Born in England, Leacock came to Canada at a young age and grew up on a farm in the Lake Simcoe area of Ontario. Before moving on to teaching at a university, Leacock - it should be a prerequisite of all university professors - taught in a regular school system for ten years. In 1906, Leacock wrote his first book, Elements of Political Science; it was to become a standard college textbook. In 1908, he went to Montreal's McGill, heading up its new department of Political Economy; he continued his association with McGill until his death.
A humorous, -- of the Haliburton, Dickens and Twain vein -- Leacock wrote his first humorous work, Literary Lapses in 1910; he subsequently wrote a humorous book, once a year, for the rest of his life.

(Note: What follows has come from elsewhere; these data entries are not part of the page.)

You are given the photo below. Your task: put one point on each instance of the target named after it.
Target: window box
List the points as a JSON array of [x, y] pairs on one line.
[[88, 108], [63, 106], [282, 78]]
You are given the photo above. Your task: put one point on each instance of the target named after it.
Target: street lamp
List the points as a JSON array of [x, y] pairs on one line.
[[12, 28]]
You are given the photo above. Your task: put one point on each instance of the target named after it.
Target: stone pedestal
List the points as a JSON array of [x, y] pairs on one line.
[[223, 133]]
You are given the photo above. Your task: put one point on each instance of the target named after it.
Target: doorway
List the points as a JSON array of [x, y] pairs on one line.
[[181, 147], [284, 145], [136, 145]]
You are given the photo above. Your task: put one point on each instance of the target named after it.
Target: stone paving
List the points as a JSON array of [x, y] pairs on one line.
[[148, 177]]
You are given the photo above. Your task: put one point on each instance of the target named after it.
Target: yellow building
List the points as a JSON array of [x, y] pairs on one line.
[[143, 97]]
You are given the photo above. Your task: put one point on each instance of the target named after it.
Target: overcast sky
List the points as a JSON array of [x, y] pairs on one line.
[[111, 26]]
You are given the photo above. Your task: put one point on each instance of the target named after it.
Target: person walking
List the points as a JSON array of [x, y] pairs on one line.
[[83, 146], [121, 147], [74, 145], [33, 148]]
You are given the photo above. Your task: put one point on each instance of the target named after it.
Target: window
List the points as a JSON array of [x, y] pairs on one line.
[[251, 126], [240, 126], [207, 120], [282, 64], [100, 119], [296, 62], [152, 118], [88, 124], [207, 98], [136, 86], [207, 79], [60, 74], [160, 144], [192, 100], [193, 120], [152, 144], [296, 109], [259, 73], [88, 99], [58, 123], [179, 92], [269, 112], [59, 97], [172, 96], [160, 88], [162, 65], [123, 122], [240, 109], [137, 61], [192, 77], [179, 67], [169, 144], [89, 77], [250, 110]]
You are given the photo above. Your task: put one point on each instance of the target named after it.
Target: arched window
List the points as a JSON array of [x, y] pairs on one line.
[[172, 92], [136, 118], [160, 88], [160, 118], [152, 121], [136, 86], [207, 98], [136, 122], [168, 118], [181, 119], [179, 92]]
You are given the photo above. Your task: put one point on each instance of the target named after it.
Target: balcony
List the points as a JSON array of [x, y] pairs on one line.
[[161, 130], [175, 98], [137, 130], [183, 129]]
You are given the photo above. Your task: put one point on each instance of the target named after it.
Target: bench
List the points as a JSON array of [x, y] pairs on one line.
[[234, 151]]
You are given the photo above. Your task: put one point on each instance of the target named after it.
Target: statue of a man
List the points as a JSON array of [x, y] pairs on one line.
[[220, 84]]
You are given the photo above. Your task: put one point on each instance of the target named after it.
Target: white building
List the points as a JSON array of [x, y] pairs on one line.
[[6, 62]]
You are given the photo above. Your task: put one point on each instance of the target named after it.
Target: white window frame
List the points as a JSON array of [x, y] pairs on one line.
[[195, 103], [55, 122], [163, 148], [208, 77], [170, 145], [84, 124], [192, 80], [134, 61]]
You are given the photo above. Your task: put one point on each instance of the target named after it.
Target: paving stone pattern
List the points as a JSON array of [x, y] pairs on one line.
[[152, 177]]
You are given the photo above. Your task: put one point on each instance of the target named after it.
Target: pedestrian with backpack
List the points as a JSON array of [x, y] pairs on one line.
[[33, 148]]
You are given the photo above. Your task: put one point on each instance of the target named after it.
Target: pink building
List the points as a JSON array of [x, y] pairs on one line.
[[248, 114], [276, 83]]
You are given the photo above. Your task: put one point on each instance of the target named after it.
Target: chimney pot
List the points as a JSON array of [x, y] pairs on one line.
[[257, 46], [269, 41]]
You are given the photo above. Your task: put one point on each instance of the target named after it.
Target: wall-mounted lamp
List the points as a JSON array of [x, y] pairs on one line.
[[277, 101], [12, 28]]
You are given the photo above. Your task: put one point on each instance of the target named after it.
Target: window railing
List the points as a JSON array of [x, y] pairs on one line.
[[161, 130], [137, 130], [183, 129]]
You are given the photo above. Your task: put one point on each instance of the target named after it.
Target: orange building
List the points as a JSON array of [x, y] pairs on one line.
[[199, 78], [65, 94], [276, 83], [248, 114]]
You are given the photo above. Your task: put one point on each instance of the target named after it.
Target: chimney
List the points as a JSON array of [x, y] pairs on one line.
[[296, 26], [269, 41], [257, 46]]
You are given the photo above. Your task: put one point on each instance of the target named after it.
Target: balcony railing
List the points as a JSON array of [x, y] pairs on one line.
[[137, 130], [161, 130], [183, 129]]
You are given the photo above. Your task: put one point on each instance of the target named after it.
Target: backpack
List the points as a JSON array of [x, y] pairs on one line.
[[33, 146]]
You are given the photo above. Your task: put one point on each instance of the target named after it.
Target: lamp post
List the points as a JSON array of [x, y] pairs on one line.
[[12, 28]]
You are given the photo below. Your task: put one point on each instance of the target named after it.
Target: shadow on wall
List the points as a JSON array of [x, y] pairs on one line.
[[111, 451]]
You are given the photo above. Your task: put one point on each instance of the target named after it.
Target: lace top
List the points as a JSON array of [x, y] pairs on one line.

He spent his summer vacations on the shores of Lake Couchiching in Orillia, Ontario, his Mariposa, the little town in the Sunshine Sketches.
Leacock had the gift, as he described it, of "liquefied loquacity" and he strove always to apply it to the life he saw around him "the genial corrective of the humorous point of view." As Professor Lomer pointed out in his index of Leacock's writings, Leacock touched upon an astonishing number of topics, including the "pompous politician and the bulky businessman." More known for his humerous work, the work of his I enjoyed best was one of his small books on a political theme (Our Heritage of Liberty); his vocation was, afterall, a political economist.